CENTRAL SURETY & INS. CORPORATION.



Author: Major

Before MAJOR and KERNER, Circuit Judges, and LINDLEY, District Judge.

MAJOR, Circuit Judge.

This is an appeal from a judgment in favor of the plaintiff in the sum of $24,011.37, in a suit to recover from the defendant, predicated on its alleged bad faith in failing and refusing to settle an aciion brought against plaintiff by one Zamecnik to recover damages for personal injuries. Zamecnik, an employee of Allis-Chalmers, was injured by the alleged negligence of an employee of Royal Transit, which was engaged in delivering a truck load of steel plates to Allis-Chalmers. The injuries were suffered as a result of the steel plates falling from the truck upon Zamecnik.

The Zamecnik action commenced in the Circuit Court of Milwaukee County demanded damages in the amount of $100,000. Allis-Chalmers having been required to pay workman's compensation was made a party defendant and cross-complained against the defendant, Central Surety and Insurance Corporation.

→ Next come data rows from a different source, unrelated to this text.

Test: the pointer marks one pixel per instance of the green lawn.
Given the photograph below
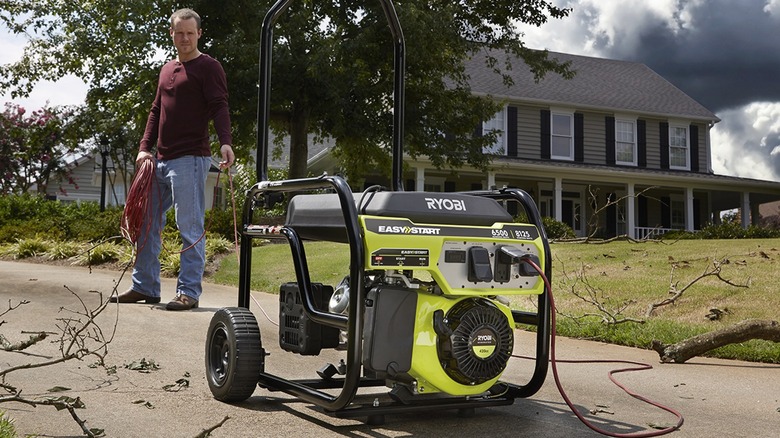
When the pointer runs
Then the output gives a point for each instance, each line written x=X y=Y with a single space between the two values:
x=624 y=278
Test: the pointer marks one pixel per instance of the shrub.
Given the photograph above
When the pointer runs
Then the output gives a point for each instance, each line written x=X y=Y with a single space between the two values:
x=556 y=229
x=104 y=252
x=30 y=247
x=62 y=250
x=725 y=230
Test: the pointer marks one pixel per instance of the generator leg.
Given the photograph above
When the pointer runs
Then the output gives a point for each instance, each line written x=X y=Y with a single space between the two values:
x=466 y=412
x=375 y=420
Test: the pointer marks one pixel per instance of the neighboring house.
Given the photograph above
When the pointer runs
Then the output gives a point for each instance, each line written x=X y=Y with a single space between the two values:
x=86 y=174
x=615 y=132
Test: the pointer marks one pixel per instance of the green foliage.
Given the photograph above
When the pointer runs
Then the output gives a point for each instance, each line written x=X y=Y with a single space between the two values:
x=105 y=252
x=27 y=215
x=557 y=230
x=330 y=79
x=217 y=245
x=170 y=264
x=33 y=146
x=30 y=247
x=726 y=230
x=63 y=250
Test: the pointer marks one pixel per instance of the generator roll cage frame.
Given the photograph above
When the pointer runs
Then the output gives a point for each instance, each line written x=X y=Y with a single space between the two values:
x=260 y=195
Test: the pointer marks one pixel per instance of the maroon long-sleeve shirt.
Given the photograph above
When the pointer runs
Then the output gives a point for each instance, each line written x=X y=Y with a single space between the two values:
x=189 y=94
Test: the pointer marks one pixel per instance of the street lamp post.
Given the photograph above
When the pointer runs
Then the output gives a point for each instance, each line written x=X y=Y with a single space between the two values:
x=104 y=155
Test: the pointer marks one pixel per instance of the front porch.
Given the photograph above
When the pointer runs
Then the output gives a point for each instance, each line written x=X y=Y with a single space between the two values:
x=612 y=202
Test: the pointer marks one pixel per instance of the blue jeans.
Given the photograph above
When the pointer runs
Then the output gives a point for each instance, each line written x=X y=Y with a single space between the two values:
x=180 y=183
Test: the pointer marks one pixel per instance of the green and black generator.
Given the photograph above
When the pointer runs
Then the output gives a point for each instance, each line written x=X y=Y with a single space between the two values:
x=425 y=308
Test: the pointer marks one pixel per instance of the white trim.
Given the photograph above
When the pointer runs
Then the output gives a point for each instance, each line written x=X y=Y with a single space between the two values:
x=678 y=124
x=500 y=146
x=570 y=114
x=632 y=120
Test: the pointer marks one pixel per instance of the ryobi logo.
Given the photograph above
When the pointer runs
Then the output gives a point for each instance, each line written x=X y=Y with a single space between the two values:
x=445 y=204
x=394 y=229
x=483 y=343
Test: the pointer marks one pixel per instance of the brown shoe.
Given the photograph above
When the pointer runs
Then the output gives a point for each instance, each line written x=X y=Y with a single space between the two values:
x=131 y=296
x=182 y=302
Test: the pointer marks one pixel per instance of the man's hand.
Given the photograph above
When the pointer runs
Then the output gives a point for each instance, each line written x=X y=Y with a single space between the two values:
x=142 y=155
x=228 y=158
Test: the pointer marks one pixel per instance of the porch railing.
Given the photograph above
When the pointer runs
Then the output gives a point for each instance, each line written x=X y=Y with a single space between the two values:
x=644 y=233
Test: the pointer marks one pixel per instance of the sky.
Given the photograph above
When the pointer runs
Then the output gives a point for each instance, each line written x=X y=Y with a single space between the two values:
x=723 y=53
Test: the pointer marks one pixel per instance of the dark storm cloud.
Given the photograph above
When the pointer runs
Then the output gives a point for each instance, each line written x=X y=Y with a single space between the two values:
x=724 y=53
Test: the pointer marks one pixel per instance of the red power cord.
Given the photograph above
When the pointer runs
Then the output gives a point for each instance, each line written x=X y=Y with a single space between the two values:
x=639 y=367
x=137 y=205
x=137 y=208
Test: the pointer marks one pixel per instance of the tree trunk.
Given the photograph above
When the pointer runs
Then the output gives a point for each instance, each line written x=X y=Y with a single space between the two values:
x=299 y=142
x=697 y=345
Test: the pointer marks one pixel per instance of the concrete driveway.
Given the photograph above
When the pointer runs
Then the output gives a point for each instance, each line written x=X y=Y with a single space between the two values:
x=716 y=397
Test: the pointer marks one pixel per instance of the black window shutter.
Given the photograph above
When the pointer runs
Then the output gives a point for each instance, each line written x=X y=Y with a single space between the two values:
x=694 y=130
x=664 y=133
x=546 y=141
x=641 y=143
x=511 y=131
x=579 y=137
x=609 y=131
x=611 y=215
x=641 y=211
x=666 y=212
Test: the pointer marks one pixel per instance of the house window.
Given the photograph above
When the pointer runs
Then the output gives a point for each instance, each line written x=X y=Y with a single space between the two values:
x=677 y=210
x=625 y=142
x=562 y=142
x=496 y=125
x=678 y=147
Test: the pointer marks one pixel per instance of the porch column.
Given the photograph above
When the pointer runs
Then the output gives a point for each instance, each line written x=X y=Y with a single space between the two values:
x=630 y=211
x=419 y=179
x=491 y=180
x=558 y=199
x=744 y=211
x=689 y=209
x=755 y=214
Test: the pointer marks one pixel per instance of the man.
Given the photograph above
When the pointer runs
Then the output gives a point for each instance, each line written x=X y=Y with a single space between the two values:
x=191 y=91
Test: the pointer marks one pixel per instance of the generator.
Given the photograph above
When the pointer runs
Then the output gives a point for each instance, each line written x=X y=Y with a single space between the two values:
x=425 y=308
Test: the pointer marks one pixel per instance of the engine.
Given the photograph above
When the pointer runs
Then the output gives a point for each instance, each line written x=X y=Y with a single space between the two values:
x=435 y=343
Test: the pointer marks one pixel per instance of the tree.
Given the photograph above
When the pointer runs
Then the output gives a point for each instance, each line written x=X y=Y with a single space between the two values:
x=33 y=147
x=331 y=72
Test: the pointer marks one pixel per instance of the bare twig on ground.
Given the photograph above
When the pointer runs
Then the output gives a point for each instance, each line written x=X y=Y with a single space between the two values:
x=207 y=432
x=713 y=270
x=698 y=345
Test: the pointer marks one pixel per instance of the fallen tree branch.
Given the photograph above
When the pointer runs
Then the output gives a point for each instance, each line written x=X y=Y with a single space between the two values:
x=6 y=345
x=207 y=432
x=676 y=293
x=744 y=331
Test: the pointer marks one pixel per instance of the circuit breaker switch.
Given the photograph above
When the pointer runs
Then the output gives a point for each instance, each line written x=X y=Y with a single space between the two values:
x=479 y=265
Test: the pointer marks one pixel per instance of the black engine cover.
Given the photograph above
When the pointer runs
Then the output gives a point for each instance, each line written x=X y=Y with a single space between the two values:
x=478 y=342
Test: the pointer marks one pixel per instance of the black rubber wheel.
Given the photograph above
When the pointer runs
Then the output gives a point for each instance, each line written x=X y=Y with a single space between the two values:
x=234 y=354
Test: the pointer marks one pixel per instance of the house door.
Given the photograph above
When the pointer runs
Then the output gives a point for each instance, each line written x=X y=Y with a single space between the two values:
x=571 y=214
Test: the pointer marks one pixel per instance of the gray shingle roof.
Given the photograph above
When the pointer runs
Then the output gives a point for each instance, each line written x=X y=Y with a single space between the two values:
x=618 y=86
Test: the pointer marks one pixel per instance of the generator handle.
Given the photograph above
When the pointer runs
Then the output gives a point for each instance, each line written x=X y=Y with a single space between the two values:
x=264 y=90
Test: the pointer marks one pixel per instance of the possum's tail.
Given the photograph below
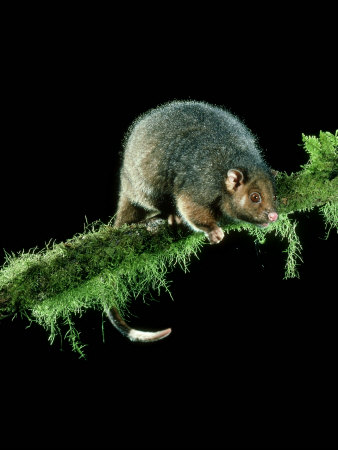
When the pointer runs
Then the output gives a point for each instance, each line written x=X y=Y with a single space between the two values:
x=131 y=333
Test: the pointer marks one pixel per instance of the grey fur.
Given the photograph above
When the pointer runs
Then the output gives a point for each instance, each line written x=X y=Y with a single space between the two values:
x=184 y=149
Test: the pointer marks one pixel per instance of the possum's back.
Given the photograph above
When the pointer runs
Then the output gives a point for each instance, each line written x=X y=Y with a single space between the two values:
x=185 y=137
x=181 y=121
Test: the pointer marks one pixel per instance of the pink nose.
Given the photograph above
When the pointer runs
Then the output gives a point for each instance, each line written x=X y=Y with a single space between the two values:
x=273 y=217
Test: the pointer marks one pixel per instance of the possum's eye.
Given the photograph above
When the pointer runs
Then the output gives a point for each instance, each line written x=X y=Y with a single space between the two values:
x=255 y=197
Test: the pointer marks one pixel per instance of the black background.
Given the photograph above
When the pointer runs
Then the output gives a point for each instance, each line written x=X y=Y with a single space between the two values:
x=251 y=359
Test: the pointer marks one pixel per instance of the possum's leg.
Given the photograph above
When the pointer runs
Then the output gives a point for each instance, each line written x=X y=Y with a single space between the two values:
x=200 y=218
x=128 y=212
x=131 y=333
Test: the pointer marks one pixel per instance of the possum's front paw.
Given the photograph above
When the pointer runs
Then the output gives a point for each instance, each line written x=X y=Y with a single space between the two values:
x=216 y=235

In August, 1936, defendant issued to plaintiff its policy of automobile liability insurance, with a limit of $45,000 for the death or bodily injury to a single individual. Such risks were reinsured by the defendant in another insurance company in all amounts in excess of $5,000. The Zamecnik action could have been settled before the trial, but was not, for an amount less than the defendant's maximum liability, and a judgment was secured by Zamecnik against the plaintiff in the amount of $62,500. This judgment on appeal was affirmed by the Supreme Court of Wisconsin, Zamecnik v. Royal Transit, Inc., 239 Wis. 175, 300 N.W. 227.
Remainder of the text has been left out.